FERRY BIG NOW EYED IN PROBE

A top Staten Island Ferry official is under investigation for possible lax enforcement of the ferry’s operating rules, law enforcement sources said.

Patrick Ryan, director of ferry operations in the city Department of Transportation, could be culpable in the Oct. 15 crash that killed 10 and injured 72 if he didn’t make sure ferry workers followed city rules, said the sources.

Ferry workers told The Post that it wasn’t until several weeks after the crash that the city told them of a longstanding rule that requires the captain to be in the dockside pilot house when the ferry docks.

Ryan was allowed to sit in as National Transportation Safety Board probers questioned ferry workers about the crash – but his presence ended after crewmens’ lawyers complained.

News of the widening probe came as Mayor Bloomberg blasted money-grubbing lawyers for trying to profit off the crash, saying the city can quickly settle with victims and survivors.

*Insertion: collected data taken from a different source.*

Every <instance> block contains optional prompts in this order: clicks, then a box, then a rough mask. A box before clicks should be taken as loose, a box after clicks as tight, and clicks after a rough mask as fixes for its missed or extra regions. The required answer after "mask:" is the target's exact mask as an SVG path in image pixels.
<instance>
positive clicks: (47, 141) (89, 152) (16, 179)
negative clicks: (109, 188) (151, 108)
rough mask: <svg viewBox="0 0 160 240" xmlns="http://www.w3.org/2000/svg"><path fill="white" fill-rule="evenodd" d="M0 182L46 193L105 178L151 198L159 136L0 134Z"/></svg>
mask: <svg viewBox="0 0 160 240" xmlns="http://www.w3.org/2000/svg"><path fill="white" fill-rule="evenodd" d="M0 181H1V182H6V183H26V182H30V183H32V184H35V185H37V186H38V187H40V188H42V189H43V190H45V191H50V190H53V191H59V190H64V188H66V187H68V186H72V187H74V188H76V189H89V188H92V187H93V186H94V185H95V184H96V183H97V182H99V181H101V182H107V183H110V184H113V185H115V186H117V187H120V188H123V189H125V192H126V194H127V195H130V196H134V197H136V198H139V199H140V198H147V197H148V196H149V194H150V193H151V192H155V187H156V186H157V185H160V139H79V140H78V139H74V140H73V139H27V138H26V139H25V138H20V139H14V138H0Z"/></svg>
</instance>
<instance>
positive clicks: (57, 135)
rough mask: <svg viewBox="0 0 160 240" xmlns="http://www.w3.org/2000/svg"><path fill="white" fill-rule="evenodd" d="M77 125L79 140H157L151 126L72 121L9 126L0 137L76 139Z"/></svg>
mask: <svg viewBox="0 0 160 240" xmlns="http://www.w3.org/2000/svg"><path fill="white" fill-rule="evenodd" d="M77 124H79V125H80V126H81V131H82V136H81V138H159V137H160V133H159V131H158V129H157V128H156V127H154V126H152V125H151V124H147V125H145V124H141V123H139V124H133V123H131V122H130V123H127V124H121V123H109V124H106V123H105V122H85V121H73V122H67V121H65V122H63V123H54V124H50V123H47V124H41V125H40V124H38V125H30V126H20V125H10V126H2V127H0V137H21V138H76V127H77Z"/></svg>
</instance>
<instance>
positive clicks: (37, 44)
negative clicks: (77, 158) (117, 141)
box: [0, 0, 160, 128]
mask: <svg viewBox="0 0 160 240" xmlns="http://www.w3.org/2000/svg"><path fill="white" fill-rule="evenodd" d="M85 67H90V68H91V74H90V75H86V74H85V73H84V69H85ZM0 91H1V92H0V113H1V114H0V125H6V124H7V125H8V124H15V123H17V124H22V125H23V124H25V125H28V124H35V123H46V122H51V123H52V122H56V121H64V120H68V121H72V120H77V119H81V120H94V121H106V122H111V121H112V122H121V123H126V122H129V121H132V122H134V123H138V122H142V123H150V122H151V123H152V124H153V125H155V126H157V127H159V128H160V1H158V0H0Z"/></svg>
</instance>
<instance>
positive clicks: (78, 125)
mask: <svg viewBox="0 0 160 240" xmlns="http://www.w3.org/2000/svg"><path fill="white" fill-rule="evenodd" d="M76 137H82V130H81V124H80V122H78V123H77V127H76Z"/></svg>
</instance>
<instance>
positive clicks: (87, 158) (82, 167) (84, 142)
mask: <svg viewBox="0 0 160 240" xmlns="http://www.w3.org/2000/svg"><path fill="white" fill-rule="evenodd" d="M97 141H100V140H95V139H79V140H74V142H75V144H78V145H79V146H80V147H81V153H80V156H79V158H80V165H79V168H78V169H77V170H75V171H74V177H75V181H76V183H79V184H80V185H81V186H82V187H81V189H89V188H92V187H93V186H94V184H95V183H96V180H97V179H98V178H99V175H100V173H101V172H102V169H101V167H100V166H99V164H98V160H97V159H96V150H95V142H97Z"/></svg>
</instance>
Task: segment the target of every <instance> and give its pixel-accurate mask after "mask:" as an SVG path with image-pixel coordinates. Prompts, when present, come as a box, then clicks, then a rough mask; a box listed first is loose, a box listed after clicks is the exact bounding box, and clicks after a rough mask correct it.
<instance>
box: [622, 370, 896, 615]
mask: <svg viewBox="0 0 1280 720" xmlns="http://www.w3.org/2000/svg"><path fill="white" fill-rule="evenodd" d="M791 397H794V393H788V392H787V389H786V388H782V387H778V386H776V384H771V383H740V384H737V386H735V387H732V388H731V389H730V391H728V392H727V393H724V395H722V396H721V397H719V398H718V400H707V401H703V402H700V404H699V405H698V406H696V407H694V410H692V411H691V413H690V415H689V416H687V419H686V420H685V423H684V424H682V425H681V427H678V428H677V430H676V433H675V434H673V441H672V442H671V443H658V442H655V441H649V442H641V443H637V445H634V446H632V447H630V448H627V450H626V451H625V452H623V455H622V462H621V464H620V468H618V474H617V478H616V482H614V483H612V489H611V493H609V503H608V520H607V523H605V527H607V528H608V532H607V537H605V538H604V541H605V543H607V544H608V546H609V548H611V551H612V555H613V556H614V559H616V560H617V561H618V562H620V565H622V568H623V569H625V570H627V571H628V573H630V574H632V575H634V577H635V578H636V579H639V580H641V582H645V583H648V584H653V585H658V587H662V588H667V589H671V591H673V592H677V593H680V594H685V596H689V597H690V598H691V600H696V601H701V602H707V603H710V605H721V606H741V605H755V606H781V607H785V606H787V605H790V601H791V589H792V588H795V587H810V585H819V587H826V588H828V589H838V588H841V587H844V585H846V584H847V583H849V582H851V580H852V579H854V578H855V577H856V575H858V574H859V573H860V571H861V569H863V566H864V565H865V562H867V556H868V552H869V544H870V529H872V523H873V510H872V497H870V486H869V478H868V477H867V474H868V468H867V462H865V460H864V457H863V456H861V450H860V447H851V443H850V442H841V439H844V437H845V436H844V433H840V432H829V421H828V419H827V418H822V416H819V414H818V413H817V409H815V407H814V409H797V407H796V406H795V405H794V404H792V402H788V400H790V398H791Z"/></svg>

“We want to get money into people’s hands as expeditiously as we can and without third parties taking a lot of it,” Bloomberg said.

On Monday, the city asked a federal judge to cap the city’s liability in the crash to $14 million – the ferry’s value. The city has been slapped with 81 claims totaling $2.2 billion.

Also yesterday, five ferry workers were suspended five days without pay yesterday for being late to file paperwork showing they live in the city as required, a city spokesman said.

Three workers who admitted not living in the city got 90 days to move.

Capt. Michael Gansas, who has been fired for failing to be interviewed by disaster probers, was being investigated for living in Hazlet, N.J.